Подошли к берегу и остановились. Синеватый лед Оки сверкал на солнце. С верхушек прибрежных дюн ветер сдул снег, обнажив желтый сырой песок.
Здесь была родина и моих предков — лощины и косогоры, ельники и березняки да вечнозеленые боры. Крохотные синички-московки старательно объедали шишки, вытаскивая семена из-под чешуек. Когда мы подошли, вспорхнула шумная стайка.
— Здесь есть родничок, который никогда не замерзает, — сказала Шура.
— Почему?
— Не знаю. Не замерзает даже в самые лютые зимы. Вот иди сюда, за мной.
В густо заросшем осинником и кленом овраге Шура показала мне родничок. Он был так засыпан прошлогодними палыми листьями и снегом, что его не было видно. И только по тому, как шевелились сухие листья, будто под ними живой зверек, можно было догадаться, что здесь рождается ручеек. Маленький, забитый, он тоже впадал в Оку.
Мы постояли, подивились чудесному родничку. Снег насыпался нам в валенки и за воротник.
— Вот надо быть таким, как этот родничок, — сказала я, — не замерзать ни при каких обстоятельствах. Пошли репетировать.
Мы выбрались из оврага, высыпали снег из валенок и медленно пошли обратно.
— Я постоянно повторяю, что в десятилетке учила, — сказала Шура. — Боюсь забыть. Все кажется, что мне это еще пригодится. На прополке работаю или сено копню, а сама повторяю. Например, алгебра: одно уравнение с двумя неизвестными имеет бесчисленное множество решений. Или: если уравнение имеет дробные члены, знаменатели которых содержат неизвестное, то корни этого уравнения должны быть подвергнуты испытанию. Постоянно что-нибудь в голову лезет такое… Странно. Позавчера весь день занимала одна цитата… Просто из газетного очерка. Соловейчика. Прочесть?
— Прочти.
— Я ее записала. Вот она: «У человека две жизни: та, которой он действительно живет, и та, которой он мог бы жить. Нереализованная, непрожитая жизнь эта каким-то образом отражается на жизни действительной.
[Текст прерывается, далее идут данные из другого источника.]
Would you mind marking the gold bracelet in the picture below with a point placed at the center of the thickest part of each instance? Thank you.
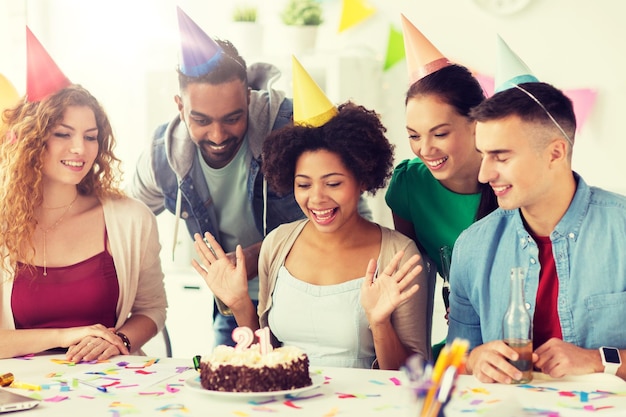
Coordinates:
(125, 340)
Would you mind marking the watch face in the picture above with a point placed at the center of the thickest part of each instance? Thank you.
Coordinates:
(611, 355)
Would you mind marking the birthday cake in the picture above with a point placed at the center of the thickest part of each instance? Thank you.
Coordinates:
(249, 370)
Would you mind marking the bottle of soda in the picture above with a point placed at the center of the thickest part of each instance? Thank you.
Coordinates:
(517, 327)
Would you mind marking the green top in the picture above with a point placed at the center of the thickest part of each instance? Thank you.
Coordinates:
(438, 214)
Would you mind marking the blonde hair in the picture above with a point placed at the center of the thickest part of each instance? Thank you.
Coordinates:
(23, 132)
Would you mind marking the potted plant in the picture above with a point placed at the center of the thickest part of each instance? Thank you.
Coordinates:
(246, 33)
(244, 13)
(301, 18)
(302, 13)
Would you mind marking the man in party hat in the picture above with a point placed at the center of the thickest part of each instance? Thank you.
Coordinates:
(567, 235)
(436, 195)
(204, 165)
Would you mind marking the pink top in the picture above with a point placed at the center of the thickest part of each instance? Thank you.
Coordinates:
(82, 294)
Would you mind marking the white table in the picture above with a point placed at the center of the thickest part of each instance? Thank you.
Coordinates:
(160, 390)
(544, 396)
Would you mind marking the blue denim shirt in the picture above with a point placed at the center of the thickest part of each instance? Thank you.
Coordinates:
(589, 248)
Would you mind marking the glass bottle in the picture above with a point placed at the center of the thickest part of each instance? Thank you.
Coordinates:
(517, 327)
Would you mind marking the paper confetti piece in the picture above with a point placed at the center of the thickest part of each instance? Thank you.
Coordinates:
(264, 408)
(288, 403)
(170, 388)
(332, 413)
(26, 357)
(119, 404)
(300, 398)
(271, 400)
(172, 407)
(374, 381)
(57, 398)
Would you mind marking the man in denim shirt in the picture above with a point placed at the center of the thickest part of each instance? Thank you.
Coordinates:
(570, 238)
(204, 165)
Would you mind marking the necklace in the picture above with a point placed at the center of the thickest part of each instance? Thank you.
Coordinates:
(48, 229)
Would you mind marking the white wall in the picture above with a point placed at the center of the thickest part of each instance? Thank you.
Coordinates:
(125, 52)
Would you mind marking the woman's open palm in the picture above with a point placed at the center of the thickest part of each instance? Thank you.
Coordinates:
(228, 282)
(381, 295)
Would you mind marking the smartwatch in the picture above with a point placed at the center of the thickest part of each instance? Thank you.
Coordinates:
(610, 359)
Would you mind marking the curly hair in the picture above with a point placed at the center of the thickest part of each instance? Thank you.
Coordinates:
(231, 66)
(23, 134)
(355, 134)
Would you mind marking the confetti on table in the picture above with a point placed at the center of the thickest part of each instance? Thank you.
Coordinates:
(172, 388)
(119, 404)
(141, 371)
(57, 398)
(332, 412)
(169, 407)
(300, 398)
(253, 402)
(288, 403)
(395, 381)
(26, 357)
(264, 408)
(157, 393)
(377, 382)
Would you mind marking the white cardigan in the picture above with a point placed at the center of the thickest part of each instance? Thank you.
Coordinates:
(134, 239)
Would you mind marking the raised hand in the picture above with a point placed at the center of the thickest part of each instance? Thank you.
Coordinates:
(381, 295)
(227, 281)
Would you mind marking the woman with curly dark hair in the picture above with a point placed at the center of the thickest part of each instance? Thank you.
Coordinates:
(340, 287)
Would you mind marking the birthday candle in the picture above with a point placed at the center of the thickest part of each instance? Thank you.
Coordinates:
(243, 336)
(264, 340)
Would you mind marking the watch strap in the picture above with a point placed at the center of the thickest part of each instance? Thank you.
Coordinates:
(125, 340)
(610, 367)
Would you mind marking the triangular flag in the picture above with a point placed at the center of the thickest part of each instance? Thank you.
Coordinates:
(354, 12)
(311, 107)
(43, 76)
(199, 52)
(583, 100)
(8, 94)
(511, 70)
(395, 48)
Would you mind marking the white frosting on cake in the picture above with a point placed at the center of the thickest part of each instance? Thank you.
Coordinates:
(252, 357)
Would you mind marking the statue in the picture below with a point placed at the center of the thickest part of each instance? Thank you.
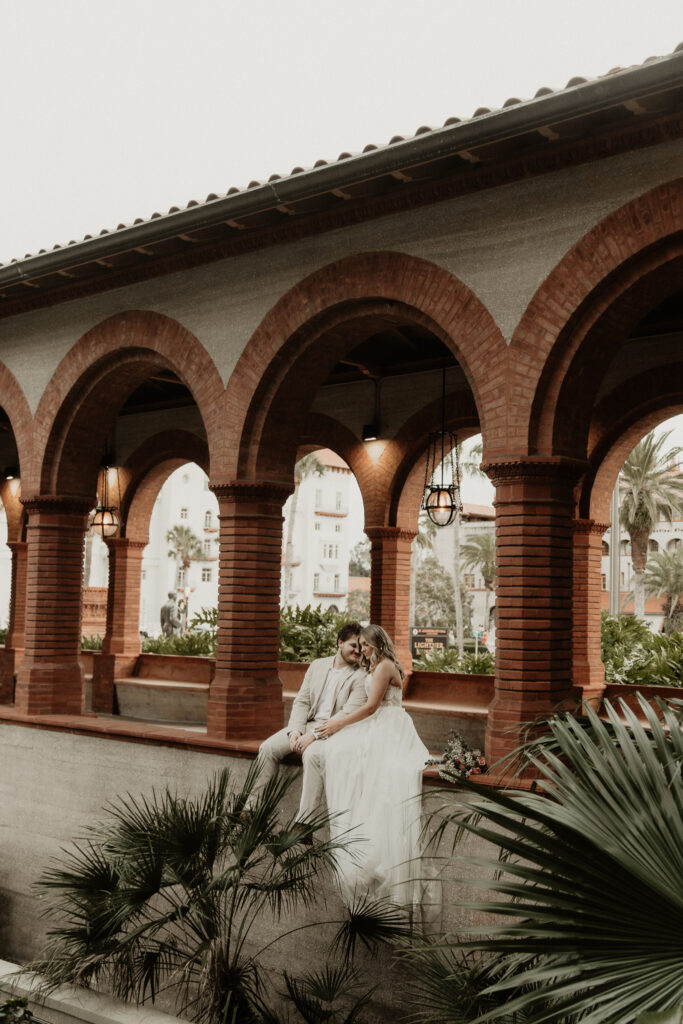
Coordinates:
(170, 626)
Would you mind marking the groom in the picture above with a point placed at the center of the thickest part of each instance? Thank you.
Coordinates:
(332, 686)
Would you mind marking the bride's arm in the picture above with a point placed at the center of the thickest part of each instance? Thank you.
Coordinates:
(382, 677)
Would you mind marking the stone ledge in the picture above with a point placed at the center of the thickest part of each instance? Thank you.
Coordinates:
(67, 1005)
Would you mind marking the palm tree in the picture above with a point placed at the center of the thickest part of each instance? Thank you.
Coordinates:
(664, 576)
(309, 465)
(651, 489)
(479, 554)
(165, 892)
(185, 546)
(471, 465)
(587, 887)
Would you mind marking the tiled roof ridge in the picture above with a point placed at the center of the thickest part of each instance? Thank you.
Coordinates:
(480, 112)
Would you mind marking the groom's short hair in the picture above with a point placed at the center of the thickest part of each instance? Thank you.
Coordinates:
(347, 631)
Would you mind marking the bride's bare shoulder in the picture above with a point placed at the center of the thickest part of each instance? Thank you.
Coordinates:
(387, 672)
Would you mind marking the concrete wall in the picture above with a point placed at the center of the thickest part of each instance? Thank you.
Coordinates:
(53, 784)
(502, 243)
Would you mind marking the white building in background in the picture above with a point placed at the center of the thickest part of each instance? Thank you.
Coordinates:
(328, 523)
(323, 522)
(665, 538)
(475, 519)
(183, 501)
(5, 570)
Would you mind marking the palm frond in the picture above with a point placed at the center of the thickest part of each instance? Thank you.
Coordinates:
(592, 879)
(371, 923)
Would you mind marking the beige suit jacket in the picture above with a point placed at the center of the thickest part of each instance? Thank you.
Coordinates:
(350, 693)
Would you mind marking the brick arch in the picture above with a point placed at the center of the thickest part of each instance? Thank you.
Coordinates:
(15, 406)
(325, 431)
(327, 305)
(391, 485)
(601, 288)
(146, 470)
(629, 413)
(93, 380)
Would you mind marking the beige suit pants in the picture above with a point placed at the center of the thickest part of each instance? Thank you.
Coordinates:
(273, 750)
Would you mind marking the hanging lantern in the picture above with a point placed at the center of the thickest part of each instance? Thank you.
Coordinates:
(441, 499)
(104, 519)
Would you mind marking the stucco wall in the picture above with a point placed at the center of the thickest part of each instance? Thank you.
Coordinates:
(52, 784)
(502, 243)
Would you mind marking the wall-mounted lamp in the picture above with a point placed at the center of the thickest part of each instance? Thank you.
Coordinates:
(441, 499)
(11, 474)
(105, 519)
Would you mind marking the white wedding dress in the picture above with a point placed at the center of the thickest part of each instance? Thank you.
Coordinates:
(373, 784)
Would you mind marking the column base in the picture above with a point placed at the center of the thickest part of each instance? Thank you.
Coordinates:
(243, 706)
(105, 669)
(50, 688)
(511, 713)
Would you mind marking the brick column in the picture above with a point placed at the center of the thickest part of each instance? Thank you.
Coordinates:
(121, 643)
(17, 595)
(390, 586)
(589, 672)
(50, 677)
(246, 695)
(534, 547)
(13, 651)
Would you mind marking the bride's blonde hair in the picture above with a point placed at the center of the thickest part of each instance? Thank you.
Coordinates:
(381, 641)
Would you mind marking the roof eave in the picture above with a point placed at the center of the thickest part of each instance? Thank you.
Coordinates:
(581, 100)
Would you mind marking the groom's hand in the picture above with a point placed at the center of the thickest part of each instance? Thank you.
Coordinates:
(294, 740)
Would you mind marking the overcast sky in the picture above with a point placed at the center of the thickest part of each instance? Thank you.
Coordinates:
(112, 110)
(115, 109)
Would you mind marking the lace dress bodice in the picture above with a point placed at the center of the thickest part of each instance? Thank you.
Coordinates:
(392, 697)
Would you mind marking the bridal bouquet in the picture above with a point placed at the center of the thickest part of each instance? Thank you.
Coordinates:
(459, 759)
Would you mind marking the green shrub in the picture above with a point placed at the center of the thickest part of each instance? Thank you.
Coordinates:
(438, 660)
(91, 642)
(15, 1011)
(482, 664)
(633, 654)
(308, 633)
(189, 644)
(449, 660)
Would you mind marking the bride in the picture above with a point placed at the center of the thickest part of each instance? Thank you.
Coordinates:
(373, 783)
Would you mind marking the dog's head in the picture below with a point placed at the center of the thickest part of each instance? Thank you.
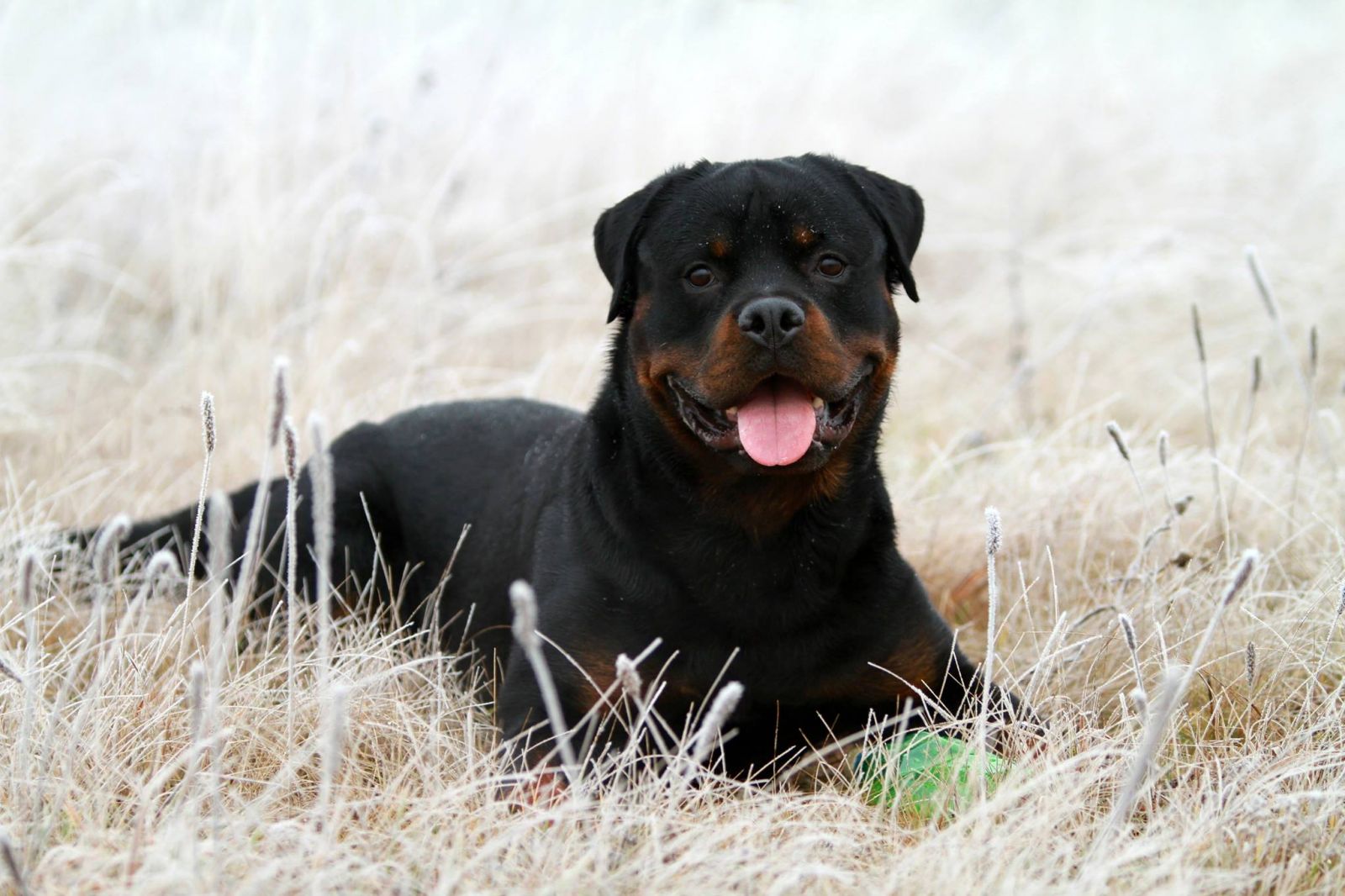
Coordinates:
(757, 304)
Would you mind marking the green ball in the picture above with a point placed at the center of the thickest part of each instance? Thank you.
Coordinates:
(927, 774)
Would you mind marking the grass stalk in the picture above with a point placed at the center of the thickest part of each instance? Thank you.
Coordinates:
(525, 633)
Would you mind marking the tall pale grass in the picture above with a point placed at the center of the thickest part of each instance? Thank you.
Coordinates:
(401, 202)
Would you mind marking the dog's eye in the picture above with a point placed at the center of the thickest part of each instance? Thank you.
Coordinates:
(699, 276)
(831, 266)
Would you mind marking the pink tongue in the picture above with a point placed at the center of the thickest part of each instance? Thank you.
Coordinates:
(777, 423)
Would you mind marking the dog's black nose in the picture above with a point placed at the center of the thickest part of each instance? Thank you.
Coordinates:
(771, 322)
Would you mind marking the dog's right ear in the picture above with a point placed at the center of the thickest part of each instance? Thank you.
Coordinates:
(618, 233)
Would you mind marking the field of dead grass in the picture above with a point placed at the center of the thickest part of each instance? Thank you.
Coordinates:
(400, 202)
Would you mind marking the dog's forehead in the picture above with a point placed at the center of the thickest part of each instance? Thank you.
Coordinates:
(759, 202)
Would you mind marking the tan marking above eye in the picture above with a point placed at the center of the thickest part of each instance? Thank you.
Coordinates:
(804, 235)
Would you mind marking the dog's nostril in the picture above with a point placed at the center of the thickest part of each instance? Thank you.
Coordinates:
(771, 322)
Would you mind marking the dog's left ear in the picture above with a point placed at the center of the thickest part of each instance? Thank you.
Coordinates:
(616, 237)
(900, 212)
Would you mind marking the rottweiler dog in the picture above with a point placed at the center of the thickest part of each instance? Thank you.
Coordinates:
(721, 494)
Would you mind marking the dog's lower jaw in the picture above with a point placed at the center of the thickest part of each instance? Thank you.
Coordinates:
(719, 430)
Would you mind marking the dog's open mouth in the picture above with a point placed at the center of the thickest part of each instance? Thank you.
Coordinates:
(777, 424)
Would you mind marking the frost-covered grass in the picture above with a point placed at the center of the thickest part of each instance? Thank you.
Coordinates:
(400, 202)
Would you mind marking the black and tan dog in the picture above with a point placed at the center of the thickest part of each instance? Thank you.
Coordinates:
(721, 493)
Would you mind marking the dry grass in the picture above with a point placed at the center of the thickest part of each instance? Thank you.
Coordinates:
(400, 203)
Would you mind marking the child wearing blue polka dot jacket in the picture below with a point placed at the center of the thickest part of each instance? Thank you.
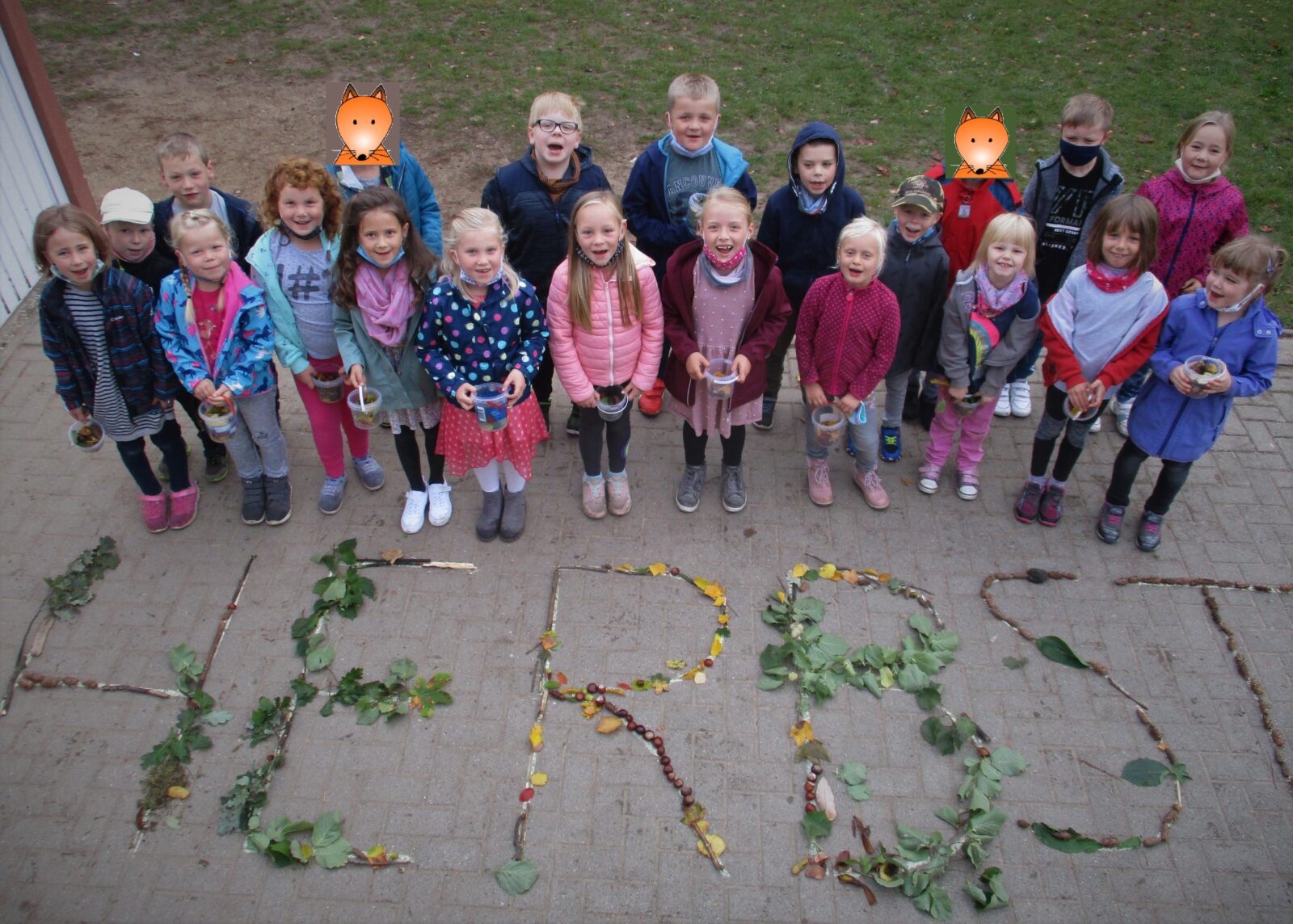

И чтобы до конца понять человека, надо представить себе, как он мог бы жить, попади он в совершенно другие обстоятельства. Я думаю, что это относится к каждому…»
Затем Шура читала мне стихи Багрицкого. Не дочитала, забыла, как дальше, и расстроилась.
— Там есть такая хорошая строка, Владя… «Веселый странник, плакать не умевший…» Забыла… Надо же!.. А зачем мне это? Что толку? Лишь будоражит попусту душу. Начитаюсь стихов, а потом тоска нападает.
Шура махнула рукой.
— А на празднике жизни меня обошли, — добавила она и замолчала надолго.
Я вдруг вспомнила, как подумала дома, что папе, пожалуй, будет лучше с простой женщиной, колхозницей, если они с мамой так и не смогут найти общего языка. Так не понимать родного отца. Не простоты, а сложности человеческой искал он, устав от примитивности чувств и мыслей, потому что в маме все было до ужаса прямолинейно и примитивно.